A matched-control audit finds AI code carries 1.8x the high-severity bugs of human code — and hides them
955 AI-attributed files against 955 human-written controls. The AI files averaged 0.435 high-severity findings each; the humans, 0.242. That's 1.80x, holding across JavaScript, Python, and TypeScript.
Where the gap concentrates is the sharpest part: exception handling.
The paper's claim is that AI code tends to fail soft — it keeps the look of working while quietly dropping the guarantee. The authors call it failure-untruthfulness, and pin it on training that rewards output that looks right.
The framework is AIRA (AI-Induced Risk Audit), a deterministic 15-check inspection built to catch the pattern. The 1.80x figure comes from its strict matched-control replication — the cleanest comparison of the three studies in the paper, because it controls for what the file does, not just who wrote it.
The Reward-Shaped Failure Hypothesis is the part worth sitting with. If a model is optimized through human feedback toward output that looks correct, the failures it learns to produce are the ones a reviewer won't notice. Exception handling — the code that runs only when something already went wrong — is exactly where a skimming reviewer's eye doesn't land.
This is a preprint, single author, so it's a strong lead rather than settled. But it's a matched-control design, not a vendor survey.
When AI code causes an incident, 53% of security leaders blame the security team — not the developer who shipped it
A survey of 450 CISOs, developers and AppSec engineers across the US and Europe asked who owns an AI-code incident. The biggest answer pointed at the security team.
One in five of those organizations had already taken a serious incident tied to AI code.
So accountability is still unsettled — which is exactly the gap Amazon's senior-review gate tries to close by naming a human, every time.
The survey did find one thing that moved the number: teams whose tooling served both developers AND security were more than twice as likely to report zero incidents.
Curl now gets an AI vuln report every 18 hours. The accurate ones are the problem.
Daniel Stenberg has run curl since 1996 — 100 lines then, 181,000 now, on billions of devices.
His security inbox used to see one bug report a week. It now sees an AI-generated one every 18 hours.
Early ones were hallucinated, easy to bin. This year the models got good enough that the reports are often right — so each one demands a real read.
AI finds the flaw. It can't rank severity or write the fix. That still costs a maintainer a day.
Stenberg pulled curl's HackerOne bounty in February to kill the incentive for junk, then reopened it a month later when quality ticked up — and the volume climbed anyway. Duplicates pile up too: different researchers prompt the same model and get back the same finding.
The shape of the work flipped. Detection got cheap; the judgment — is this real, how bad, what's the patch — didn't, and it lands on a handful of people.
Any newsroom running a tip line or a security disclosure inbox is on the same math now: AI made plausible submissions free, and verifying them costs what it always did.

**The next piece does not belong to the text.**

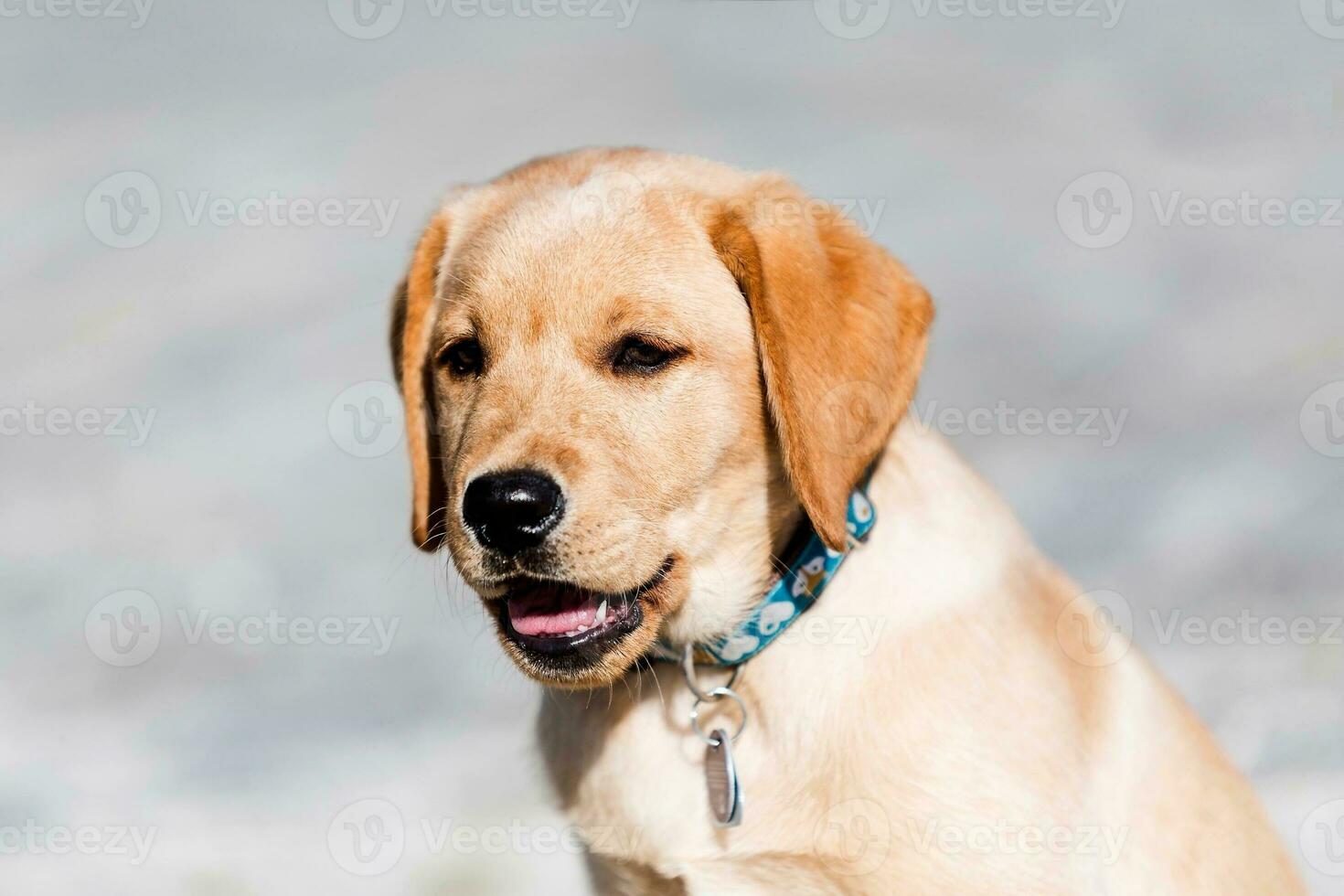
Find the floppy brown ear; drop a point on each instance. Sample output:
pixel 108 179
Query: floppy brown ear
pixel 840 328
pixel 413 317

Addy Osmani, June 15, citing GitClear's 2025 productivity data: daily AI users produce around 4x the raw code of non-users. Measured against their own output a year earlier, the real productivity gain is roughly 12%.
You ship four times the diff for an extra tenth of delivered value. A human still has to read all four.

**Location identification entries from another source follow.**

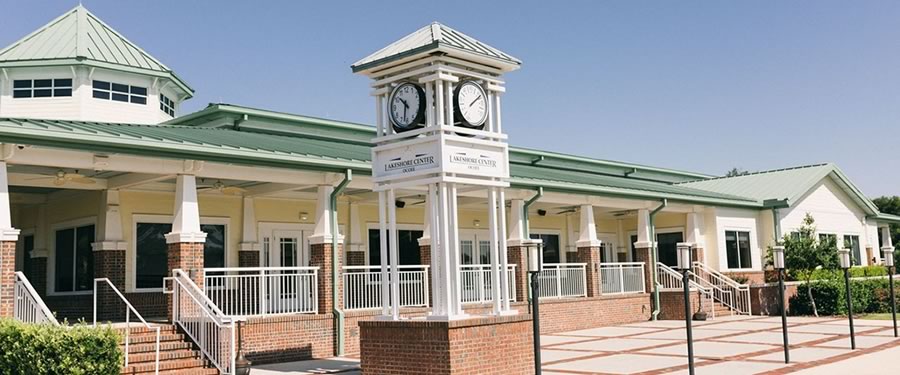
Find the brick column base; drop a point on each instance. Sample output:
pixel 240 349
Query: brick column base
pixel 320 255
pixel 643 255
pixel 7 277
pixel 591 256
pixel 356 258
pixel 484 345
pixel 187 256
pixel 516 255
pixel 249 258
pixel 111 265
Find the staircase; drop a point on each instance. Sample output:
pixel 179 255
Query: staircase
pixel 176 353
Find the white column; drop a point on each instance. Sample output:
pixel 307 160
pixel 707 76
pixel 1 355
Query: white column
pixel 495 258
pixel 109 231
pixel 695 229
pixel 644 241
pixel 382 225
pixel 186 226
pixel 322 232
pixel 249 240
pixel 516 222
pixel 588 229
pixel 7 232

Stack Overflow's 2025 developer survey still reads like the agent rollout warning label: adoption can climb while production confidence falls. Every extra AI-generated PR moves work into verification unless the gate gets cheaper.
The biggest enterprises (10,001+ staff) save the most review time on AI code — 1.18 hours a week. They also have the highest AI-caused outage rate: 40%, against a 25% average.

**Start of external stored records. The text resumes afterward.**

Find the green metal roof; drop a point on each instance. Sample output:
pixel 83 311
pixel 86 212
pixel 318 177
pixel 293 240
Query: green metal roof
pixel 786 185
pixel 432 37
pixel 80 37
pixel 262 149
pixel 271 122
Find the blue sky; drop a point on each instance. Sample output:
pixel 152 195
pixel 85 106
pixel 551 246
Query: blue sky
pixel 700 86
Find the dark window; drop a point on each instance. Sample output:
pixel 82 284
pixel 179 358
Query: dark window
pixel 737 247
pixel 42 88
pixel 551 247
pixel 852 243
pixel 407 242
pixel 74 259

The reason sits one line down in the same survey: only 68% of them run automated merge gates. Mid-market firms (2,501–5,000) run gates at 84% — and their outage rate drops to 27%.
The time savings and the outages aren't unrelated. Faster review with no gate filling the gap means more flawed code reaches production. Survey of 500 US engineering leaders, so it's a lead, not a law.
HackerOne logged 76% more submissions year-over-year through March 2026. The share flagging a real flaw held at 25%.
So nearly all of that growth is noise. Bugcrowd, which runs bounties for OpenAI and T-Mobile, watched its inbox more than quadruple over three weeks in March.
“Review is the bottleneck” just became a security control.
The blunt instruction in the new guidance: AI agents with package-management powers must be barred from installing anything without human review or an allowlist gate.
Read that as the bottleneck thesis in hard form — the review step teams keep removing for speed is exactly the one this attack is built to walk through.
The companion ask is just as telling: require a software bill of materials for AI-generated code headed to production. If a machine wrote it, you need to know what's in it more, not less.